Mrs. Dalloway knew what she was doing. In The Most Radical Gesture, Sadie Plant defines this state of existence as: “To derive was to notice the way in which certain areas, streets, or buildings resonate with states of mind, inclinations, and desires, and to seek out reasons for movement other than those for which an environment was designed.”
Before it was given that name, in the 1950s wandering was already an essential part of psycho-geography. When the word psycho-geography was invented, it gathered an entire torrent of physical, corporeal, tides which had been described a thousand times in literature and in intimate diaries. But if psycho-geography is one thing, it’s practice. It is not a field of studies that can be researched from afar and in the coldness of the printed word. The charmingly vague adjective, psycho-geographic, can be applied to the influence cities have on humans and, widely speaking, to any situation or behavior that seems to reflect a spirit of discovery within the outline of the known. But it is necessary to experience it, and it is here that its spirit resides.

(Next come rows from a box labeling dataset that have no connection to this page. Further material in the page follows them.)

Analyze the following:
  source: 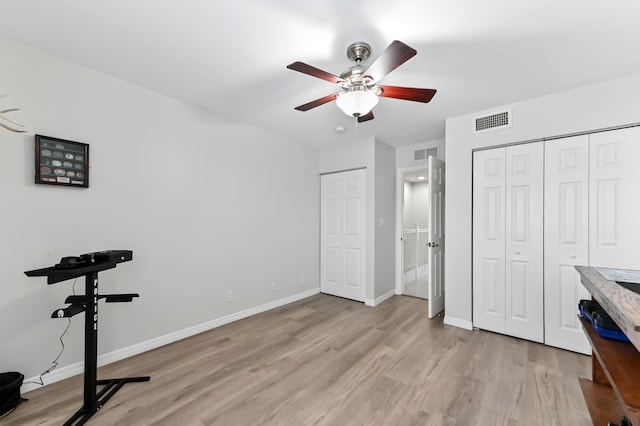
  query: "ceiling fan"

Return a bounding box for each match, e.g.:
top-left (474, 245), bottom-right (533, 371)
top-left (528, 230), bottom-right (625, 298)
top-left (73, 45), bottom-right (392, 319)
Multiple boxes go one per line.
top-left (287, 40), bottom-right (436, 123)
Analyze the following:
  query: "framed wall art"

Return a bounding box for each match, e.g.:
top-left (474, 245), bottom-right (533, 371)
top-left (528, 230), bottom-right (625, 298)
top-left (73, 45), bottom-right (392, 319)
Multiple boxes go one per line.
top-left (35, 135), bottom-right (89, 188)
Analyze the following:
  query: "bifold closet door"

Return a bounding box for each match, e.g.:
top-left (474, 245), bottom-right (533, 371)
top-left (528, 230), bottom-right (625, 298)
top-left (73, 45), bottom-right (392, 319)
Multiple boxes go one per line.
top-left (473, 142), bottom-right (544, 342)
top-left (544, 135), bottom-right (591, 354)
top-left (505, 142), bottom-right (544, 342)
top-left (589, 127), bottom-right (640, 269)
top-left (473, 148), bottom-right (506, 334)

Unfold a street map… place a glass, rim down, anywhere on the map, and draw round its edge. Pick up the map, go out in the city, and walk the circle, keeping as close as you can to the curve. Record the experience as you go, in whatever medium you favor.
—Robert MacFarlane, Psycho-geography: A Beginner’s Guide.

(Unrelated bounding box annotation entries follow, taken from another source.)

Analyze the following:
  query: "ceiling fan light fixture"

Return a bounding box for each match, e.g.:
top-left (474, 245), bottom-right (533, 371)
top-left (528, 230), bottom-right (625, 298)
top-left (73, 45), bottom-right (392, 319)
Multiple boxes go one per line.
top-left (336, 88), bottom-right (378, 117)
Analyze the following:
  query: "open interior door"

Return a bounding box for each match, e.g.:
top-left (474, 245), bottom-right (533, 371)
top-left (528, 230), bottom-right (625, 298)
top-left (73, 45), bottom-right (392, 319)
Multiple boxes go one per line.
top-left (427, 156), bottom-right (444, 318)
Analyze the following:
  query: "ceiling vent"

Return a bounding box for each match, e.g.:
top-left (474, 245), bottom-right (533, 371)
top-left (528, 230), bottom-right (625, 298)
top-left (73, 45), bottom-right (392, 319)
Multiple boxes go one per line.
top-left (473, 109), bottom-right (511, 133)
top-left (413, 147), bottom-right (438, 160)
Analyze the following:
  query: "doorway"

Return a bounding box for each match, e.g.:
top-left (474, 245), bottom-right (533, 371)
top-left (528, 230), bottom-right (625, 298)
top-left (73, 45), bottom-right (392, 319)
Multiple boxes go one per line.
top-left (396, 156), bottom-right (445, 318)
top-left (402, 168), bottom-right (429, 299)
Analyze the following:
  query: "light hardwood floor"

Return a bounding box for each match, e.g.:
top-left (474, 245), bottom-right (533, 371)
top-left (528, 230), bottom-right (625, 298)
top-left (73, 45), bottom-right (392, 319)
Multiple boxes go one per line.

During a legendary conference, hosted by theVictoria and Albert Museum in London, Iain Sinclair, forefather of modern psycho-geography, spoke of the methods of the technique’s employed by modern practitioners. As if he was summoning ghosts, he mentioned De Quincey, Baudelaire, Mallarmé and J. G. Ballard, and recognized them as the fathers of his endless walks through cities like New York and London, where he embarked on the explorations that would be registered in his books.
People like him, or Will Self or Rebecca Solnit, have proven the eternally elegant practice of walking through cities and suburbs is a subversive act where spectres are called forth, while they establish connections that leave bustling crowds behind. The latest, Solnit, analyses the act of wandering as a philosophical and bodily occupation, but, above all else, she conceives walking as the manner we have chosen to reclaim the world.

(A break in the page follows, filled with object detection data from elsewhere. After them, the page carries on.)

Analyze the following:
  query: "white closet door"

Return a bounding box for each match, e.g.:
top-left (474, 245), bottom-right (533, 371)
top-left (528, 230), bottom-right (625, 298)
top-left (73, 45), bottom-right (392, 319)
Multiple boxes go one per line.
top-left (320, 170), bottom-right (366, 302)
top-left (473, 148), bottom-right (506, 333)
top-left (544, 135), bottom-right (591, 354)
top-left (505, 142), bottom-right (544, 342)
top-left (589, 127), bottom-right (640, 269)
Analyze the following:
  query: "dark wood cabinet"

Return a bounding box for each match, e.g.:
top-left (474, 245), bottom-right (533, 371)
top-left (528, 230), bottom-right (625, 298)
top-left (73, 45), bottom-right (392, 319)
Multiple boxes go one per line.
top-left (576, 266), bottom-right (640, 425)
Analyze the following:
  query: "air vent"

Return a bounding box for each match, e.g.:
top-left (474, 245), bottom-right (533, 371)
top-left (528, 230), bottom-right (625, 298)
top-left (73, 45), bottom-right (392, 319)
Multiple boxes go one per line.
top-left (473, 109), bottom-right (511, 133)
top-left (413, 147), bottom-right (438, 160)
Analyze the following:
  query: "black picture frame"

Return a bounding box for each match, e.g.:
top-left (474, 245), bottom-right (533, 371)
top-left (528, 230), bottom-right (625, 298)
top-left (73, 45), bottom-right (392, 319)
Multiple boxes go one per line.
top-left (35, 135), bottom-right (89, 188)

Practicing psycho-geography is an attack on the conventions walking through a city entail, letting the picturesque guide us through those streets specifically designed for “strolls”; it profoundly hacks the way in which we should live a city, the way in which we should perceive it and the meaning it should have. It is an emotional search through an urban map that traces the specific effects of certain corners, arteries, passages and lights, transforming the body into an information receptacle, and thus literally transforming the space.